Subtle bildungsroman from a brutish Berlin building site
ADRIAN Duncan’s debut novel is meditative, understated, and very honest. The narrator Paul, an Irish engineer, has moved to Berlin, with his girlfriend, Evelyn, to work and search for a more meaningful life.
Their transition is told through a series of interlinked vignettes which cover learning German, art and engineering, and the daily challenges faced on a building site.
Paul’s love notes traverse the bridge between memoir and essay.
On the building site in Alexanderplatz, Paul gets a knee injury. Evelyn goes to Cologne to train as an art-handler.
Their relationship turns long-distance as the pressure of overworking and being alone leads to a drinking binge.
The site-managers turn the screw for productivity’s sake. The intricacies of working in Germany bring misunderstanding and Paul’s plans unravel as the pointlessness of refurbishing another mega-electronics store turns into a crisis of loneliness, common to the migrant worker, yet rarely described in literature with such subtle depth.
To battle futility, Paul and an Irish colleague begin a game of art-installation one-upmanship.
At night, while the building site sleeps, they arrange tools and materials into bizarre sculptures which increase in daring and size.

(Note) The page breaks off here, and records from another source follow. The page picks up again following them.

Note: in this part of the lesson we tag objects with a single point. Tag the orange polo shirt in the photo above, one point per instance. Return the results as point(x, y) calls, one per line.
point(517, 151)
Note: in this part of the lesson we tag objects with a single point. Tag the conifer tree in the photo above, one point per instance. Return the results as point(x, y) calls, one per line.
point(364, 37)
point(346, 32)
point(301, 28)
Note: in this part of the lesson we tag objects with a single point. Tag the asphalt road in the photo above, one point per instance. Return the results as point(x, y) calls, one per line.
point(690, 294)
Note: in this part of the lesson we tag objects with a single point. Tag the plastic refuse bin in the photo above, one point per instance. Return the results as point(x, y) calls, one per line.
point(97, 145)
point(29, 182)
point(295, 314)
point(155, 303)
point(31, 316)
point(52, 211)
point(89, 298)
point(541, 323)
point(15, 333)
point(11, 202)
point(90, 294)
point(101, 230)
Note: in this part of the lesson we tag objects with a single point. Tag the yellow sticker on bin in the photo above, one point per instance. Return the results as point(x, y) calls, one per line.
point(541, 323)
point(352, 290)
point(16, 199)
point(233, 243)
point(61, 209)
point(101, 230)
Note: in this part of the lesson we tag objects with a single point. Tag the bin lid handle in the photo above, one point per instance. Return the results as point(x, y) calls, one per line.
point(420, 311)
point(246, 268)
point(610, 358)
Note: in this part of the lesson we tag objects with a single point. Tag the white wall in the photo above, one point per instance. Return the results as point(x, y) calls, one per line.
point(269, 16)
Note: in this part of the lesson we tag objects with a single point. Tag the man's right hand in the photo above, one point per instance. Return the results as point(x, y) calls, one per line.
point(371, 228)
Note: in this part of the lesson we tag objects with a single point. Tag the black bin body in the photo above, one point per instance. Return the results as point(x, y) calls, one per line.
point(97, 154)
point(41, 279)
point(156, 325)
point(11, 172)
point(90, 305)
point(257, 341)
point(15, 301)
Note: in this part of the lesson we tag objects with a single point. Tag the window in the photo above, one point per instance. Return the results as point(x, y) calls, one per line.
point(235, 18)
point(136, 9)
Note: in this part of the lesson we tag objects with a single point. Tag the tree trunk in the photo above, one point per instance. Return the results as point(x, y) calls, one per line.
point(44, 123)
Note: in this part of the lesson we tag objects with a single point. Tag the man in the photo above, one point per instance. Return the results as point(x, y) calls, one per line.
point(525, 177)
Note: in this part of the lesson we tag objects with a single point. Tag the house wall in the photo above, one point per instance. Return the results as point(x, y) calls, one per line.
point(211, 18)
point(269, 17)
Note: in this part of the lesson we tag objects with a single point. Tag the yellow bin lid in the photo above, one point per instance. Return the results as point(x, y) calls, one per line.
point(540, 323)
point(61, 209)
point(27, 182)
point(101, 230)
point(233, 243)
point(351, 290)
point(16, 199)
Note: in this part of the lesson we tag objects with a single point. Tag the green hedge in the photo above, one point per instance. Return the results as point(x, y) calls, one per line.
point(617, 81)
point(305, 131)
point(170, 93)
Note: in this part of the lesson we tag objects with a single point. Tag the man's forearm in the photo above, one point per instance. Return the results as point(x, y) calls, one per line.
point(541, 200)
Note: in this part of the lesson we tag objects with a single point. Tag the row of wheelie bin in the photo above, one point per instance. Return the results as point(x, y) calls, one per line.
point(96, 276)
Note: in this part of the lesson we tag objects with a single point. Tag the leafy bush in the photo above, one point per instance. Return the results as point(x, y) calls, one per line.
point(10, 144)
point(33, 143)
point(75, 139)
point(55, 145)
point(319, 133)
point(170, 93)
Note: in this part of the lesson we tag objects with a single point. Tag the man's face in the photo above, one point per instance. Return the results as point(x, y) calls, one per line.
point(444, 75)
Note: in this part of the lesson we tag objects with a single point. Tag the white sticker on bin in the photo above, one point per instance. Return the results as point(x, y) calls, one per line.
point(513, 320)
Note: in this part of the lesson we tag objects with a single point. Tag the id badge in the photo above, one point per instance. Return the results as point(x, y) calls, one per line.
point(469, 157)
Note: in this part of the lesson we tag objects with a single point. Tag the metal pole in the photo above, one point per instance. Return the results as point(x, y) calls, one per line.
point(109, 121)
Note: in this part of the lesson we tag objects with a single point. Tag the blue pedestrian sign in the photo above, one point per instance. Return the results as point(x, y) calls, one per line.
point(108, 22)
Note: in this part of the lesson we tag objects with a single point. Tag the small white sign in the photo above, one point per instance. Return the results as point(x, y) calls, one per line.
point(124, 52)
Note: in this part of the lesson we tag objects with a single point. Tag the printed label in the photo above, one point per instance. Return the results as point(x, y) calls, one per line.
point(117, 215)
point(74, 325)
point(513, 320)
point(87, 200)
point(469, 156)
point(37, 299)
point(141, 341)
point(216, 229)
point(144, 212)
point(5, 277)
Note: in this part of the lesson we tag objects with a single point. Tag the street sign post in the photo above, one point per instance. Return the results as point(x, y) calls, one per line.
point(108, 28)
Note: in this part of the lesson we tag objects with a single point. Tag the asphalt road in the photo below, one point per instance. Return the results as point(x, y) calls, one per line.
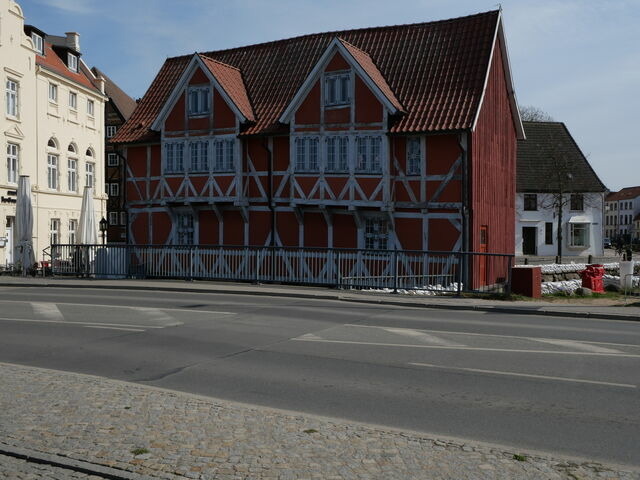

The game is rebellion, bonding, and sabotage. The colleague wins by being discovered and fired. Paul buckles down and returns to work, which is mostly dealing with the cruel whims of upper management while supervising the Eastern Europeans who do all the heavy lifting and drilling.
As spring and the sign-off day approach, the stress of handing over a spotless retail outlet reaches absurd, almost theatrical levels: a pipe bursts, a CCTV cable needs replacing, columns must be removed to meet code.
The building site is frenetic with teams of contractors, sub-contractors, inspectors, and clients, all male, all coming and going, all questioning which corner must be cut to be done on time.
Working around the clock, Paul begins to remember youthful ambitions. Old dreams of designing objects with meaning and beauty resurface.
Paul once wanted to build a telecommunications mast with a viewing platform. The aesthetic line in Paul’s mind cannot compete with the ugly noise of commercial construction. Paul just wants a quiet coffee and a chat with Evelyn. The list of German words gets shorter, more abrupt.
On the surface, Love Notes from a German Building Site is a well-told coming-of-age story. Paul moves to a new city, starts a new job, and his romantic ideas are crushed by survival.
On a more profound level, Duncan gives us the human soul of a building site with all the flaws and vulnerabilities laid bare.
In such a brutish and masculine atmosphere, Duncan’s account is an unmasked ray of hope. Paul and his generation ask: What is good work and love and why are they both so hard to find?
The prose is minimal, yet the ideas are maximal. If more men thought and wrote as tenderly and honestly as Adrian Duncan, we’d have stronger, sturdier novels and fewer garish monuments to consumerism.